Our Engine pulls JSON files that are produced from our Editor and is able to turn them into playable levels, and it also reads through a JSON with a list of all of the GameObjects on that level. However, that feature was not able to be fully produced in time for this assignment. If there were an extra 8 weeks of time, we would have been able to properly implement this function fully to be able to incorporate the full capabilities of our editor.
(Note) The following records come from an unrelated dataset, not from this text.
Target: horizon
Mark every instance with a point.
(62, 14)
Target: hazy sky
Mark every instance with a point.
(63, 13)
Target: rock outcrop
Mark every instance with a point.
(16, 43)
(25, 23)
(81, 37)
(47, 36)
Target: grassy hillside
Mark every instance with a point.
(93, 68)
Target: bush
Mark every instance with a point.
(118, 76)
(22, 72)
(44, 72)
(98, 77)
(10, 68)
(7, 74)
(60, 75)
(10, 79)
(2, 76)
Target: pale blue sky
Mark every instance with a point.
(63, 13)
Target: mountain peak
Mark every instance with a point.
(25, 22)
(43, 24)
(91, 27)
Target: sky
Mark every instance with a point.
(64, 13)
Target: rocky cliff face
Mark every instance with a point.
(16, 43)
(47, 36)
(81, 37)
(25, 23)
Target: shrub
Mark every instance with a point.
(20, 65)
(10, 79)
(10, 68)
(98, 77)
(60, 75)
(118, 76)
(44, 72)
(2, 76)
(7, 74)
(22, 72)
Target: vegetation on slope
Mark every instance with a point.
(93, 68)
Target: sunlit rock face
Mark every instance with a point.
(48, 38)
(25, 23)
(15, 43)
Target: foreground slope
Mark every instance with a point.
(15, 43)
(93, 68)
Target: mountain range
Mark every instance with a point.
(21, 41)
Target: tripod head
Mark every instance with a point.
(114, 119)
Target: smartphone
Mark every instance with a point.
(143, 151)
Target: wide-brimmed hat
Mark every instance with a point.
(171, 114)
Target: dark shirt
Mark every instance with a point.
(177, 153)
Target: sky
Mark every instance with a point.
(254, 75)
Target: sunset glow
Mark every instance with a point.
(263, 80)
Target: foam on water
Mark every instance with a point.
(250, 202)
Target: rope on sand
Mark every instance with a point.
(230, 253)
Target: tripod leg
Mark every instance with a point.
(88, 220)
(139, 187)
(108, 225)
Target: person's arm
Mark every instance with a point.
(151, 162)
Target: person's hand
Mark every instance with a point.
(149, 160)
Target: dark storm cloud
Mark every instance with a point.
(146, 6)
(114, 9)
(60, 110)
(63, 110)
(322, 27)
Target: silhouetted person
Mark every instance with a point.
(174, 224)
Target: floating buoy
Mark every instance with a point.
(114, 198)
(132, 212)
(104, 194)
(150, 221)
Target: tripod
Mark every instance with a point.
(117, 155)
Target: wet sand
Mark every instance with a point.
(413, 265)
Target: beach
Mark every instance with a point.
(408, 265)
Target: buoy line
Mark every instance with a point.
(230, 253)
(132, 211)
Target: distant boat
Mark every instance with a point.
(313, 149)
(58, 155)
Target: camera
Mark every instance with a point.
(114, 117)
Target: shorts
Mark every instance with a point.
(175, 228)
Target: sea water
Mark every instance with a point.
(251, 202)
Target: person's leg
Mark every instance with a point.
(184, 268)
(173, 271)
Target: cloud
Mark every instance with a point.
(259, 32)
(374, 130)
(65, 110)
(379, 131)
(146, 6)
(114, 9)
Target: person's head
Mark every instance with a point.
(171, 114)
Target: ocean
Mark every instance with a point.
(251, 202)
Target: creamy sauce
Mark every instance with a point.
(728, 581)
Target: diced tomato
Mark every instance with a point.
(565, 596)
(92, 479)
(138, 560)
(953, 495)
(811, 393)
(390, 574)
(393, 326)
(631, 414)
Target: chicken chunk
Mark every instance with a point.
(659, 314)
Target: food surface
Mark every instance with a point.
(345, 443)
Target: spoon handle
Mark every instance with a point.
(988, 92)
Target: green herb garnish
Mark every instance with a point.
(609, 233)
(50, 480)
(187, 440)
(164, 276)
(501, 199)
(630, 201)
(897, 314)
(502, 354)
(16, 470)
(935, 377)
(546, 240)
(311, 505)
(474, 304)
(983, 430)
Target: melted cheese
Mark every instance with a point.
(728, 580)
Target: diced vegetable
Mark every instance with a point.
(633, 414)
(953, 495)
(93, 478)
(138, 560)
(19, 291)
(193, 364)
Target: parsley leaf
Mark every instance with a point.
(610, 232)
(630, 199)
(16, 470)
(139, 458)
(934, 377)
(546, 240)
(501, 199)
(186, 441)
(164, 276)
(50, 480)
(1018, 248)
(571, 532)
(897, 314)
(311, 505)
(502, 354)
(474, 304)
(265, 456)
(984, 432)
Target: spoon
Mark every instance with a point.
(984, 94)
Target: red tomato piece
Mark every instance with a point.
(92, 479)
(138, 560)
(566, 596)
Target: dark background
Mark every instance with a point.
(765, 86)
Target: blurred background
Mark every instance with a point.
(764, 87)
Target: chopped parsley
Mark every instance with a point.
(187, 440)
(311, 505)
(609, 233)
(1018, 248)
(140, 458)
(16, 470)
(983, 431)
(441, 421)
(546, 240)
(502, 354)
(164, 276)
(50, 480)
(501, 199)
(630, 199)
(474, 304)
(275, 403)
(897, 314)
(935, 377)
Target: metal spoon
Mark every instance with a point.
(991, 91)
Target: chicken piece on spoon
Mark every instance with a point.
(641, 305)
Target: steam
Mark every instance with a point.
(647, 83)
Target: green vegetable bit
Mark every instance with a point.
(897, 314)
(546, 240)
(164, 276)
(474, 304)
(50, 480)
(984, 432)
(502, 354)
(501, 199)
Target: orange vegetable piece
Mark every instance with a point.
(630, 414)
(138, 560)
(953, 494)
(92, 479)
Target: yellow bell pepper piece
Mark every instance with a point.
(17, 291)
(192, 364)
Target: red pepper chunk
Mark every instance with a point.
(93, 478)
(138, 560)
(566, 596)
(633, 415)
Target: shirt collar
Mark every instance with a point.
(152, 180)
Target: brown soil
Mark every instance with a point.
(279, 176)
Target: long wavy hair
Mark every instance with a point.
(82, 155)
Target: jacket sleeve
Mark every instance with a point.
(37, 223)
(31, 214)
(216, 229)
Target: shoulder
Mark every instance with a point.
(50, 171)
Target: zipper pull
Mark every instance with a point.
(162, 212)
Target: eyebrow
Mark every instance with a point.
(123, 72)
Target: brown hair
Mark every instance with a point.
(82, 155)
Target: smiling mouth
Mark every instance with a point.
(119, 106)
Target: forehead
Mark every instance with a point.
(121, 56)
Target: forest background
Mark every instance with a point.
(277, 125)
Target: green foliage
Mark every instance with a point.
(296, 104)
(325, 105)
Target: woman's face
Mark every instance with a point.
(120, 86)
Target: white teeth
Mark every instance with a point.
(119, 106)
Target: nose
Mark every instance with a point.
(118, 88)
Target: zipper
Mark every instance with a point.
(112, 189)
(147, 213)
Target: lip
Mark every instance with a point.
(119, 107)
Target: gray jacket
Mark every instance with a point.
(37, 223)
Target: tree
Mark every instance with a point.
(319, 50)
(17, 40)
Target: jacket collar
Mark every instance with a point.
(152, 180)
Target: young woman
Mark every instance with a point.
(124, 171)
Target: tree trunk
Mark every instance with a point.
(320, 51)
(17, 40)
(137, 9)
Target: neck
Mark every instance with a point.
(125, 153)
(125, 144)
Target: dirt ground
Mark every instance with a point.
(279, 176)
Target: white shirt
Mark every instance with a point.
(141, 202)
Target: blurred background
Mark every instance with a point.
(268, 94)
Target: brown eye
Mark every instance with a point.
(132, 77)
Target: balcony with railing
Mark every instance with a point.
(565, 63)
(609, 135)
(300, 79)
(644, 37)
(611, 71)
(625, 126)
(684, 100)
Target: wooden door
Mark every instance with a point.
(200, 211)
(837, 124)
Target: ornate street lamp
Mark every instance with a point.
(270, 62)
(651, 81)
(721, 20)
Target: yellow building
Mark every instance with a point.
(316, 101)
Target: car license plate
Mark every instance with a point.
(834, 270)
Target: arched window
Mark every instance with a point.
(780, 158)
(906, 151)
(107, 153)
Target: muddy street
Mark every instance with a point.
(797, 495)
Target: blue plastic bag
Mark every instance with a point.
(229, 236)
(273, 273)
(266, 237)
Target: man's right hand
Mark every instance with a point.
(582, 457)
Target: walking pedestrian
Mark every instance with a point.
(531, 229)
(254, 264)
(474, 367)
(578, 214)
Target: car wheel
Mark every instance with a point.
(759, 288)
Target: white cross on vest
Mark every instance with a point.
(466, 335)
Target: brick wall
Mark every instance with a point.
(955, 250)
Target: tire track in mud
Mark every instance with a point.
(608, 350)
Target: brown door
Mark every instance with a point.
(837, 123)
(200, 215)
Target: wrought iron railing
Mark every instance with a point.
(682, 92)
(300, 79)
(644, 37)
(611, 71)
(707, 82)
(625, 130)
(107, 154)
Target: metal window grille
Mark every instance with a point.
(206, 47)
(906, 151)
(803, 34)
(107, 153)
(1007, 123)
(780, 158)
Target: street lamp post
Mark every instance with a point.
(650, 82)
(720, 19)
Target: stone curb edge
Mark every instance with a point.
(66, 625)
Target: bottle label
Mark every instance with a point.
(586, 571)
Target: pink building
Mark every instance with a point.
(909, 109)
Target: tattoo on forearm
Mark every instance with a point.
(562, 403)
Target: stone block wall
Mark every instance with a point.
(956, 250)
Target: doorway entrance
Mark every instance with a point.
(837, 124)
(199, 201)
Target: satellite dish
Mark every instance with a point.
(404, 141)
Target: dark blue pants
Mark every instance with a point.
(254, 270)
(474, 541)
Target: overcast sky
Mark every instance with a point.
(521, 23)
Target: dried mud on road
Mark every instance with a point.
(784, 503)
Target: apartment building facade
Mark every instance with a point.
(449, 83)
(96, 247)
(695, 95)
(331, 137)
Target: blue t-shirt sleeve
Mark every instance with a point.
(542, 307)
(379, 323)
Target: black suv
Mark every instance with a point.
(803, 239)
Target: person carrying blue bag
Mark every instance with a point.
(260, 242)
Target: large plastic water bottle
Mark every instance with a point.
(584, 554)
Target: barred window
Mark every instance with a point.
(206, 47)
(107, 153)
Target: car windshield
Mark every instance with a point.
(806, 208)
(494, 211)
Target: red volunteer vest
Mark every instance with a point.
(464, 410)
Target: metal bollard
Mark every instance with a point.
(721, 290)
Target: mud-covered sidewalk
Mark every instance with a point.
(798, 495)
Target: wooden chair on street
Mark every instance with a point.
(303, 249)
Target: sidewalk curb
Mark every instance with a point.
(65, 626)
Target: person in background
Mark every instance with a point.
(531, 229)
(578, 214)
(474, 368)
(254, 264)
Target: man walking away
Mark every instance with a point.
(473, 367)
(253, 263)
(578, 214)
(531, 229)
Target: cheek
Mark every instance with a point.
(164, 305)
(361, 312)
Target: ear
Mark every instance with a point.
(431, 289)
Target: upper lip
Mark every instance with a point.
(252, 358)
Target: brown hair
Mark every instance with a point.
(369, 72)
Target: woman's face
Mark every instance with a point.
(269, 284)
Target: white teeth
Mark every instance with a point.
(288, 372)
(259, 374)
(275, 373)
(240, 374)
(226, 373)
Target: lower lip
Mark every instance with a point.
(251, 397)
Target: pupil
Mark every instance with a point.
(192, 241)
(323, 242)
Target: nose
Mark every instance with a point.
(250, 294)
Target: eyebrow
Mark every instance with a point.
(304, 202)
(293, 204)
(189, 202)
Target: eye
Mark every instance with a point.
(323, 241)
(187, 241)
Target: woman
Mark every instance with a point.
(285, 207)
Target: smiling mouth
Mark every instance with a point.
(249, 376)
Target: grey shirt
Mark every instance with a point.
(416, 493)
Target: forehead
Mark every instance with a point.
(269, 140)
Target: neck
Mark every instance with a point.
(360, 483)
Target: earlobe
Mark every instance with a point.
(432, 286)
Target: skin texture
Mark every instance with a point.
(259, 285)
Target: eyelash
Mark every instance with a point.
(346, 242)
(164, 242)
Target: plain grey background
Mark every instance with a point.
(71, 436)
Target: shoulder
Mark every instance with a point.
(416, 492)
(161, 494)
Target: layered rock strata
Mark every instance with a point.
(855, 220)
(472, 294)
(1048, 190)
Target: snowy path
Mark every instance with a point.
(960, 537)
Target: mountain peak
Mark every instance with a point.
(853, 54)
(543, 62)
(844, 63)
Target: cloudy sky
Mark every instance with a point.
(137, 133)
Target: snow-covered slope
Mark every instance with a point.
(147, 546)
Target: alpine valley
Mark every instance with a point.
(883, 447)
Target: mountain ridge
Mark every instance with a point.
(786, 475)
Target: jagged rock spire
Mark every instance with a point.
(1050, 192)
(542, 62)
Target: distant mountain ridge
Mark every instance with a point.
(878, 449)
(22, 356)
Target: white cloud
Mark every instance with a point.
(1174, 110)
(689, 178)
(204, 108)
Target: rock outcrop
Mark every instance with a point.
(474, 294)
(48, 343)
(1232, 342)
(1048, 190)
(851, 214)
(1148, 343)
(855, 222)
For bugs and problems that we encountered, there were 2 big ones that ended up cutting into a lot of our developement time. The first was that as we started exposing our collision logic with Pybind, we began to have some really glaring issues with collision detection. This was in part caused by the second issue, not realizing certain primative types weren’t being assigned default values that need to have those default values. This was leading to undefined behaviour that was causing us to think our logic itself was incorrect in a number of places, including our collision, which in turn caused us to waste quite a bit of time trying to track down the error before we realized that it was being caused by the uninitialized variables. Our collision detection itself had some issues in regards to scalability of the objects that were coliding that we had to spend quite a bit of time fixing to get them to collide properly.